I was hoping that I would be able to test Galapagos for Ludum Dare 44 this weekend, but I ended up working with a great team at Noisebridge instead, and made a game about Ares delivering wine to Dionysus.

Regarding the status of the project, my revised graphics model is more-or-less at a proof-of-concept of all the features(I missed feeling confident enough about it for LD by a few days), and the focus of development is shifting back towards end-user experience again, and refactoring my graphics demo from a hardcoded system interacting directly with the framework into something driven entirely by WebAssembly code and the Galapagos memory map.

While seeing if I could make it in time for LD I revised my consideration of which languages to focus on for WASM support and am going to experiment a little bit more.

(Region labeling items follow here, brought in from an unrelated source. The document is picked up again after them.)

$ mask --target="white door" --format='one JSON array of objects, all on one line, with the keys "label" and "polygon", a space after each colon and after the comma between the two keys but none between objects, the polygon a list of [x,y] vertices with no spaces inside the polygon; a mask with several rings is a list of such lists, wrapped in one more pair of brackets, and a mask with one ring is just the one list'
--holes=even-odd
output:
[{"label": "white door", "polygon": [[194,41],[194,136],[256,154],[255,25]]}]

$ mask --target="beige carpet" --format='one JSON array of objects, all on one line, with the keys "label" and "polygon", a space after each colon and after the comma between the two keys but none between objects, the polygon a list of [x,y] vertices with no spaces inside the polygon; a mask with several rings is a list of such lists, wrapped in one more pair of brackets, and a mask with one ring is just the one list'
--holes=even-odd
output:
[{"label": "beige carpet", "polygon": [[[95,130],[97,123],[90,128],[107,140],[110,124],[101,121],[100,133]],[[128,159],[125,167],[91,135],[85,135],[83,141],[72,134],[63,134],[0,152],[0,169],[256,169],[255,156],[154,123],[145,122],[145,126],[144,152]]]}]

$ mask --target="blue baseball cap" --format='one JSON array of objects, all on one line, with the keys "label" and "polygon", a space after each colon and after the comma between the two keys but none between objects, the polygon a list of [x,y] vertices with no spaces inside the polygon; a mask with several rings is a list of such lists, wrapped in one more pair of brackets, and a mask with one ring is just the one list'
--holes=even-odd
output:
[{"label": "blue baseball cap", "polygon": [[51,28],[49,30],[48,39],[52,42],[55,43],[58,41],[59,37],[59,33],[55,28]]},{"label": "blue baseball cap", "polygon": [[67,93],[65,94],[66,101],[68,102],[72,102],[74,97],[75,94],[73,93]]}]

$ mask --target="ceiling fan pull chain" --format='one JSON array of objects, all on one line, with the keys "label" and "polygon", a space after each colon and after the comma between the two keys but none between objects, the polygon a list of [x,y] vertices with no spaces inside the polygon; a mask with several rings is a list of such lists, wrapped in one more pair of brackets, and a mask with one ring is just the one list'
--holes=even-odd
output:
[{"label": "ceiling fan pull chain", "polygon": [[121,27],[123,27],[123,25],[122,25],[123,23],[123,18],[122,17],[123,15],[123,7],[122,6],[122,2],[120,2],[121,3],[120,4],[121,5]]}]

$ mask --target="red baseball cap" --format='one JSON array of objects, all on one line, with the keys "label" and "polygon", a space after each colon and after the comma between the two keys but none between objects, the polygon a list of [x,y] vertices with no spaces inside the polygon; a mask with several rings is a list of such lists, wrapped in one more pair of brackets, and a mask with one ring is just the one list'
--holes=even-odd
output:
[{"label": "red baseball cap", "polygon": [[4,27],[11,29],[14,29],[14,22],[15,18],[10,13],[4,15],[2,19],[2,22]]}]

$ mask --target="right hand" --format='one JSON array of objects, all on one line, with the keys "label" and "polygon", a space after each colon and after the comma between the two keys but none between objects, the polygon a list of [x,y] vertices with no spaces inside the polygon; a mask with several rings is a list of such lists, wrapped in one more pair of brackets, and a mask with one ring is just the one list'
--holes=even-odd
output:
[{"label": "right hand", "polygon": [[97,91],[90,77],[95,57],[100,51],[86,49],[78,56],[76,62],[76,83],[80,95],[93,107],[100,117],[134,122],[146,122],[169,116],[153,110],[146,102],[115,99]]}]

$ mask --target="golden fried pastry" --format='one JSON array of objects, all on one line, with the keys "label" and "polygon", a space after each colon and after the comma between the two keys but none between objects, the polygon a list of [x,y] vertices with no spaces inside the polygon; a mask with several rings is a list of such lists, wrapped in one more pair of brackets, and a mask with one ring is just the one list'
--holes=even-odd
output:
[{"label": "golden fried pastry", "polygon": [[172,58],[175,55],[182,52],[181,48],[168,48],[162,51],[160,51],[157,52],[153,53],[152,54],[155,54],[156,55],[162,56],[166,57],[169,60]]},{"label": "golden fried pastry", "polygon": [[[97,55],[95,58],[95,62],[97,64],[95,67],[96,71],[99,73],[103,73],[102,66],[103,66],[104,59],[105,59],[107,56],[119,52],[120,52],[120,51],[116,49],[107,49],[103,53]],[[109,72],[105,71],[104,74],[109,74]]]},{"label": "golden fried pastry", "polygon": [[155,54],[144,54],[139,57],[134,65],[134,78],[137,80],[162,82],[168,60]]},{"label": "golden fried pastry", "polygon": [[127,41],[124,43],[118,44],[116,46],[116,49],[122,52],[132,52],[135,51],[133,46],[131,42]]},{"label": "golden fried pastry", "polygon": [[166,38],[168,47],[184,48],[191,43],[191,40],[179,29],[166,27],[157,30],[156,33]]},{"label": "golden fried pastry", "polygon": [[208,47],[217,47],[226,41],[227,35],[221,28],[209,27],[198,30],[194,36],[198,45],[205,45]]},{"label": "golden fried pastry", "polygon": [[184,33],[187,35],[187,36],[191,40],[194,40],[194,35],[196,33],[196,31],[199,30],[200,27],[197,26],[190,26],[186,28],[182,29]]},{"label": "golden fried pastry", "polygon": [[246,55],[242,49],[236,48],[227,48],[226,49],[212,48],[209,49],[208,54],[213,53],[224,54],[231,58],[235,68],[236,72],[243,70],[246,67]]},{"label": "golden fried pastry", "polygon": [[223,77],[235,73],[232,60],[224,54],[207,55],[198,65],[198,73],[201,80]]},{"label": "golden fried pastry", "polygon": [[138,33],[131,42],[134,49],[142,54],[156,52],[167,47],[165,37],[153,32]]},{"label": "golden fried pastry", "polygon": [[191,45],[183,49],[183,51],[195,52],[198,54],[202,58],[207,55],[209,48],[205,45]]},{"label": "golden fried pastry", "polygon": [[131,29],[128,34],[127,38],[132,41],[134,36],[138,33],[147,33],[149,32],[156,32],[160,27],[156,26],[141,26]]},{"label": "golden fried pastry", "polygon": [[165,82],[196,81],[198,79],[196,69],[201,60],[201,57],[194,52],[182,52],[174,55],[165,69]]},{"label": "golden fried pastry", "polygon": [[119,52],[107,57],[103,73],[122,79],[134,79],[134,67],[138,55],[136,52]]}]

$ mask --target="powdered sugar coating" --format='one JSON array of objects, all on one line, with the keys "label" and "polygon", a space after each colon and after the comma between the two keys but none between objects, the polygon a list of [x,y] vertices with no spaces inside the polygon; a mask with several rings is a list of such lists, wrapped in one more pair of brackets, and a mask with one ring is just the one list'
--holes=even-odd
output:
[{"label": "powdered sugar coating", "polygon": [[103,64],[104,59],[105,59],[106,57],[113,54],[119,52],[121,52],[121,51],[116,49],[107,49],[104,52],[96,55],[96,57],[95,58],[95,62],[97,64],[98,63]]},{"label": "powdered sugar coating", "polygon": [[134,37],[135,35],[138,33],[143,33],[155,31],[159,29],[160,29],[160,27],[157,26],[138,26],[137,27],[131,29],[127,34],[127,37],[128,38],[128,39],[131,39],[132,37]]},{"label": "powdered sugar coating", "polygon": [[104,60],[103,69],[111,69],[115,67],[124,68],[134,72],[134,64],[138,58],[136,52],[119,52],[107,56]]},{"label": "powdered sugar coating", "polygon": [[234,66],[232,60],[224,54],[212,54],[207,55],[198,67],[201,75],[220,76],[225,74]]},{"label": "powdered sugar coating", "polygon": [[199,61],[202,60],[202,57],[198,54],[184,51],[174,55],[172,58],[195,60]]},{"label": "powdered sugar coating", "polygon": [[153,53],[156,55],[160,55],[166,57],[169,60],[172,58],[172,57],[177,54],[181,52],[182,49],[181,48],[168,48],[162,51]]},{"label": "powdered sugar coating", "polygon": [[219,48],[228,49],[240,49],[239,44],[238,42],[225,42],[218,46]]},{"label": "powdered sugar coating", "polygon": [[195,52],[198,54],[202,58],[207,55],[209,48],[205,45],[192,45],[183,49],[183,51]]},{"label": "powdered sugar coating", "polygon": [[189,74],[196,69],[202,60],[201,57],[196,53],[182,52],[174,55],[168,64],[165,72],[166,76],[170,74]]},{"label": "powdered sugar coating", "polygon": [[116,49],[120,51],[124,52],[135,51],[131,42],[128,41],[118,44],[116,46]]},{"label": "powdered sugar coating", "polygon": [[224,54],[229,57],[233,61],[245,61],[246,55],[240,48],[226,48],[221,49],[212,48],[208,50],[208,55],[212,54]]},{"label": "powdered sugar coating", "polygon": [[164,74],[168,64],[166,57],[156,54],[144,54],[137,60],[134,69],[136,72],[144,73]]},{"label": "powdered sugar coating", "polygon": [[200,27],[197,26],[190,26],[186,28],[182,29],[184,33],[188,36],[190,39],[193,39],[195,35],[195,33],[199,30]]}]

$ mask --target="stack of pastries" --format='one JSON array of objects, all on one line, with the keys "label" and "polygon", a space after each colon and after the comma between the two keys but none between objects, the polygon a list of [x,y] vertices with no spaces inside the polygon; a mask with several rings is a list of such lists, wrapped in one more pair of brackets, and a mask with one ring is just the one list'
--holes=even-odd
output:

AssemblyScript, my first option, is at a pretty early stage of development and the compiler/documentation situation isn't the most helpful in terms of errors - which is making me look elsewhere again. Rust is attractive in terms of its level of development as a WASM target, user-friendly compiler and runtime performance characteristics, but the language restrictions lack in fluidity for prototyping and experimenting. I am going to try TinyGo next - Go is what I'm using for the emulator runtime already, and TinyGo is an embedded variant which can output tiny WASM binaries, which sounds promising.

My next milestone will be in late May, and I think I will be able to make a good release then.